Why is my cloned hard drive not an exact copy?

Every three months or so I use Norton Ghost to make a copy of my main C drive onto a separate hard drive for safety. I always boot up the copied drive to check and see if all is okay with it. It always is.

The only thing odd I notice is that Avast! gives me a warning that it doesn’t have a valid license when I boot up the copied drive. This isn’t a real problem, as I’ve never had an emergency where I had to use the copied drive and I use the free version of Avast! so all I’d have to do is ask for a valid license number to get it running on the copied drive.

The question is; how does Avast! know it’s running on a different drive? If I’ve made an exact copy of the first drive, shouldn’t the environment be the same as far as the installed software is concerned? Does software like Avast! take note of some physical properties of the particular drive on which it is licensed or what?

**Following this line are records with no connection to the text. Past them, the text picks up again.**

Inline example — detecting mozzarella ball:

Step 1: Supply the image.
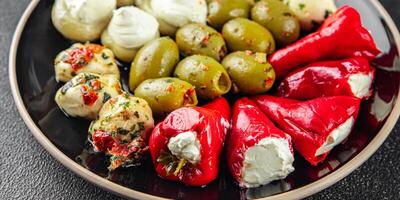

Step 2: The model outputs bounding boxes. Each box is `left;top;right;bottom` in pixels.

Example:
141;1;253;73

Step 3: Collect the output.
54;43;120;82
136;0;208;37
55;73;122;120
117;0;135;7
51;0;117;42
284;0;337;31
101;6;160;62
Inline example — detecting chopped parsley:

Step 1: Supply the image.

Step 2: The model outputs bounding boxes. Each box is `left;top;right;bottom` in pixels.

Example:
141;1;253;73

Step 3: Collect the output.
299;3;306;10
101;53;110;60
133;111;140;118
117;127;129;135
61;81;74;94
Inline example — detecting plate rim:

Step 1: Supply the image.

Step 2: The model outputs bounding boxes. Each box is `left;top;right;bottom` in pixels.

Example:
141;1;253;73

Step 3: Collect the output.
8;0;400;200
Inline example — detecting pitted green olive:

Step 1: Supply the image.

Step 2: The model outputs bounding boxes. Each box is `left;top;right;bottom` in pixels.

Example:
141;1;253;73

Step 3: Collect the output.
222;18;275;54
135;78;197;116
129;37;179;91
174;55;232;99
207;0;251;30
222;51;275;94
251;0;300;46
176;23;227;61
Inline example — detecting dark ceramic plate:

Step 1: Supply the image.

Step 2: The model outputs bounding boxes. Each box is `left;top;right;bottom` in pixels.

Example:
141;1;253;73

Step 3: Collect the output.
10;0;400;199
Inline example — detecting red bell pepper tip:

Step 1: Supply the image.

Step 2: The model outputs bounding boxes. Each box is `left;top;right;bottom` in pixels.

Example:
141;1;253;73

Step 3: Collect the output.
149;107;226;186
92;131;148;170
252;95;361;165
269;6;381;78
226;98;293;183
276;57;375;100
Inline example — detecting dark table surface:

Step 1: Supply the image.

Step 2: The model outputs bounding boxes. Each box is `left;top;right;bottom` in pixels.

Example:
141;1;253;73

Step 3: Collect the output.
0;0;400;199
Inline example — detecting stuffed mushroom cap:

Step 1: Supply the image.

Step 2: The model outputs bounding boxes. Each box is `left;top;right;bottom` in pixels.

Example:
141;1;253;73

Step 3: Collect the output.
136;0;208;36
55;73;122;120
51;0;117;42
101;6;160;62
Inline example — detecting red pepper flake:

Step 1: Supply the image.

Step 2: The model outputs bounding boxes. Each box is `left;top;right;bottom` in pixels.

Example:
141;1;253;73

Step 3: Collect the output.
246;50;253;56
81;85;99;106
90;80;101;91
167;84;174;92
114;84;122;94
85;44;104;53
265;78;274;87
64;47;93;71
201;35;210;46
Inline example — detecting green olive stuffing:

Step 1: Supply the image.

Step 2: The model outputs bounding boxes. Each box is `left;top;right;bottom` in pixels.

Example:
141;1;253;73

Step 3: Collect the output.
129;37;179;91
207;0;251;30
251;0;300;46
135;78;197;116
174;55;232;99
176;23;227;61
222;51;275;94
222;18;275;54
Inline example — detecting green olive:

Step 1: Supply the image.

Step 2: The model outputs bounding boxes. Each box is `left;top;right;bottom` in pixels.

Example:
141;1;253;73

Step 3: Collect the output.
207;0;251;30
222;18;275;54
176;23;227;61
135;77;197;116
251;0;300;46
222;51;275;94
174;55;232;99
129;37;179;91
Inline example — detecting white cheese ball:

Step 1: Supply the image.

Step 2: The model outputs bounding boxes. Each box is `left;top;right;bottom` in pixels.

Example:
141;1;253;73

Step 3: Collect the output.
89;93;154;143
54;43;120;82
51;0;117;42
117;0;135;7
55;73;122;120
136;0;208;36
240;137;294;188
284;0;337;31
101;6;160;62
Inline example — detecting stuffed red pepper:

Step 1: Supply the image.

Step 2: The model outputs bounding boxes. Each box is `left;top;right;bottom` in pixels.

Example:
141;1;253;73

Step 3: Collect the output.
277;58;375;100
149;98;230;186
253;95;361;165
226;98;294;187
269;6;380;77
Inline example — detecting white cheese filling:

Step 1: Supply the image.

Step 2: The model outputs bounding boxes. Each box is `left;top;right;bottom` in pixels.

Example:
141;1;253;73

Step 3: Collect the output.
64;0;117;24
151;0;207;27
107;6;159;48
167;131;200;164
315;117;354;156
241;137;294;188
347;73;372;98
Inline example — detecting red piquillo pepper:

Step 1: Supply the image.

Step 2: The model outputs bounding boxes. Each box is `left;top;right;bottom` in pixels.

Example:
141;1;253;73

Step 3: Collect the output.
253;95;361;165
226;98;294;187
149;98;230;186
269;6;380;77
277;58;375;100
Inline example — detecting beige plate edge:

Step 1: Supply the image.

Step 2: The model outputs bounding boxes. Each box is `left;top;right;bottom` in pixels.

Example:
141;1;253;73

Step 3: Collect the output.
9;0;400;200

Some licensing schemes use the hard drive serial number (or network card MAC address, etc) to generate their code, so as to tie the license to 1 computer only. I’ve only seen that on obscenely pricey applications though, I didn’t know Avast did that.

One email to customer service should fix it though.

As mentioned, the serial number on the cloned drive is most likely different.

More geeky details: On a Windows box, this “serial number” is actually stored in the file system, and not reported by the hardware. All the drives in a Windows system MUST have a unique file system serial number, or Very Bad Things will happen. Your cloning software must be aware of this and must have generated a new serial number on the clone. I’ve tried to clone a Windows drive myself by hooking it up to a Unix box and doing a “dd”, thus producing a truely identical clone. Things went very wrong when both the original and cloned drives were present in the system at the same time. This was many years ago and I have forgotten the specifics, but basically Windows was confused about which drive was which, and it turned out quite badly.

It’s reading the drive hardware to find it’s not on the same drive. I’ve also had that software tell me the license is not valid, because I changed the processor speed with the clock in the BIOS. That software checks a number of hardware parameters to see that the license belongs to the computer.